But at least there were different languages spoken in the movie, such as English, Malay, Tamil and several other Chinese dialects.
Namewee’s social commentary was brought to cinemas via a food-themed comedy celebrating Malaysia’s famous dish.
The comedy gives an unflinching but ultimately endearing perspective of the racial stereotypes that Malaysians are accustomed to.
The film’s plot is anchored in Malaysia’s undisputed common cultural touchstone: love of the country’s diverse and spicy cuisine.
Take that: (From left) Afdlin Shauki, Karen Kong, Reshmonu and
Namewee in a dream sequence.
Namewee plays Chef Huang, who studied Chinese cooking in China and is unable to adapt to the ‘localised’ versions of Chinese food, something his Malaysian customers prefer.
In order to get his life and the restaurant business back on track, Chef Huang must now seek help from a mysterious hawker stall lady who summons him to embark on the extraordinary journey of his life.
During this self-enlightenment experience, he meets many ‘local heroes’ — including a Malay man with four wives and an Indian man who dances around trees and bushes, Bollywood-style — to create a delicious new version of nasi lemak.
They each lend their support to help him re-discover his roots and the real hidden message of Nasi Lemak.
This film is not out to be artful, nor to win awards or rave reviews from uptight film critics.
It is a show full of racial gags and cultural nuances that Malaysians are all too familiar with, but done with a fresh perspective.
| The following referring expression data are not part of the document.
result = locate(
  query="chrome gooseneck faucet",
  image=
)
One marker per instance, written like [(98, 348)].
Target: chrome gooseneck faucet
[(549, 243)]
Here are my top five favourite parts of the film I am excited to share:
5) Karen Kong and Namewee’s characters singing in a Chinese kopitiam, in hope of getting more flower garlands from Pete Teo’s character.
4) Afdlin Shauki’s character with his four hilarious wives in the kampung.
3) Datuk David Arumugam hiding behind the tree, Bollywood style.
2) The famous Baba Nyonya characters played by Kenny and Chee, from my favourite local 90s sitcom, Onde Onde.
1) The finale song, aptly named Rasa Sayang 2.0, which is still ringing in my head to this day.
Nasi Lemak 2.0 was made on less than RM1mil, after failing to obtain funding from the National Film Development Corporation Malaysia (Finas) and Creative Industries Fund (CIF), who were supposed to be supporting the local arts and entertainment scene.
For a film that faced all these obstacles, it has currently made over RM4.5mil in box office sales alone.
I also got a big shock when Namewee told me over the phone that this film did not get “Wajib Tayang” approval, which is supposed to guarantee a local film is shown at cinemas nationwide for 14 days.
Speaking in a serious tone, Namewee told me that he hoped that his movie does its bit to help stop racism in Malaysia.
For all that it’s worth, I believe that it’s an unusually daring exploration of the racial ties that bind us all and I applaud the film for its success in doing so.
Watching Nasi Lemak 2.0 will make Malaysians (those who possess some sense of humour anyway) take a good look at themselves in the mirror and laugh.
This film is produced by Fred Chong and Sylvia Lim.
The cast includes comedian and singer Adibah Noor, Karen Kong, Afdlin Shauki, Kenny & Chee, Reshmonu, Dennis Lau, Nur Fathia, Nadine Thomas, Pete Teo, Ho Yuhang, Dian Sharlin and Felixia Yap.